How to merge two datasets in R?-CodePudding

I am currently working to merge two datasets in R. The first is a cross-national longitudinal dataset of democracy scores and inequality levels for countries over hundreds of years (15,034 observations, dat_as). The second is a cross-national longitudinal dataset of whether a given country in a given year has a legislature (27,192 observations, dat_vdem). I want to attach the legislatures data to the inequality data. The goal is to have a final df with the same number of observations (15,034). If there is a match, merge the data. If there is not a match, just insert an NA for the row. Every approach I have tried in R does not work. For example, using this code I get a df with 2,558,975 observations.

# load data
dat_as <- read.csv("as.csv")
dat_vdem <- read.csv("vdem.csv")

# merge 
test_df <- merge(dat_as, dat_vdem, by = c("code"))

Using this code, however, I get a df with 13,355 observations.

test_df <- merge(dat_as, dat_vdem, by = c("country", "year"))

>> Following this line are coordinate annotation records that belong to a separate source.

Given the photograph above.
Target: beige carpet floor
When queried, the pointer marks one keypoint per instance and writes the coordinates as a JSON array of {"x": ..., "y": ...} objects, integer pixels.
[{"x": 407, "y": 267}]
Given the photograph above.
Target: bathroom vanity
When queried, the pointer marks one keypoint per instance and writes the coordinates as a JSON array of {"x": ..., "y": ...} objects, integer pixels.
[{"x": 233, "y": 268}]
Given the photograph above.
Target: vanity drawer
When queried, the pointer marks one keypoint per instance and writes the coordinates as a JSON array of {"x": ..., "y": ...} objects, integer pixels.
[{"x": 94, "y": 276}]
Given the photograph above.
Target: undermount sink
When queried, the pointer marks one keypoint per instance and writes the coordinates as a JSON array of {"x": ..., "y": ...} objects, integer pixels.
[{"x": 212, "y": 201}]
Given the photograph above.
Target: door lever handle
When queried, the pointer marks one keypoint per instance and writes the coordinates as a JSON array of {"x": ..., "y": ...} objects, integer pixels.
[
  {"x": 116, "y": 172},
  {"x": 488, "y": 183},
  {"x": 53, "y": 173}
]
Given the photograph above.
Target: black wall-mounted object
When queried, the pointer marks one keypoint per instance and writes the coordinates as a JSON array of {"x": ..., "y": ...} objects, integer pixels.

What am I doing wrong? Any help would be appreciated. Below are reproducible data.

Here is the dat_as:

structure(list(X = 1:6, country = c("United States", "United States", 
"United States", "United States", "United States", "United States"
), year = 1800:1805, scode = c("USA", "USA", "USA", "USA", "USA", 
"USA"), code = c("USA", "USA", "USA", "USA", "USA", "USA"), democracy = c(1L, 
1L, 1L, 1L, 1L, 1L), lagdemocracy = c(NA, 1L, 1L, 1L, 1L, 1L), 
    lbmginiint = c(NA_real_, NA_real_, NA_real_, NA_real_, NA_real_, 
    NA_real_), lbmgdppint = c(NA_real_, NA_real_, NA_real_, NA_real_, 
    NA_real_, NA_real_), ldemlbmginiint = c(NA_real_, NA_real_, 
    NA_real_, NA_real_, NA_real_, NA_real_), ldemlbmgdppint = c(NA_real_, 
    NA_real_, NA_real_, NA_real_, NA_real_, NA_real_), yearsq = c(3240000, 
    3243601, 3247204, 3250809, 3254416, 3258025), legislature = c(NA, 
    NA, NA, NA, NA, NA)), row.names = c(NA, 6L), class = "data.frame")

Here is the dat_vdem:

structure(list(X = 1:6, year = 1800:1805, country = c("United States", "United States", "United States", "United States", "United States", "United States"), code = c("USA", 
"USA", "USA", "USA", "USA", "USA"), v2lgbicam = c(0L, 0L, 0L, 
0L, 0L, 0L), v2lgqstexp = c(NA_real_, NA_real_, NA_real_, NA_real_, 
NA_real_, NA_real_), v2lgotovst = c(-2.1, -2.1, -2.1, -2.1, -2.1, 
-2.1), v2lginvstp = c(-2.05, -2.05, -2.05, -2.05, -2.05, -2.05
), legislature = c(0L, 0L, 0L, 0L, 0L, 0L)), row.names = c(NA, 
6L), class = "data.frame")

CodePudding user response：

You're describing a left join. The way I find easier is to use dplyr.

dplyr::left_join(dat_as, dat_vdem).

By default it will try and guess which key variables to match by. With the sample data you provided, it matched by "X", "country", "year", "code", "legislature". But you can specify them if need be.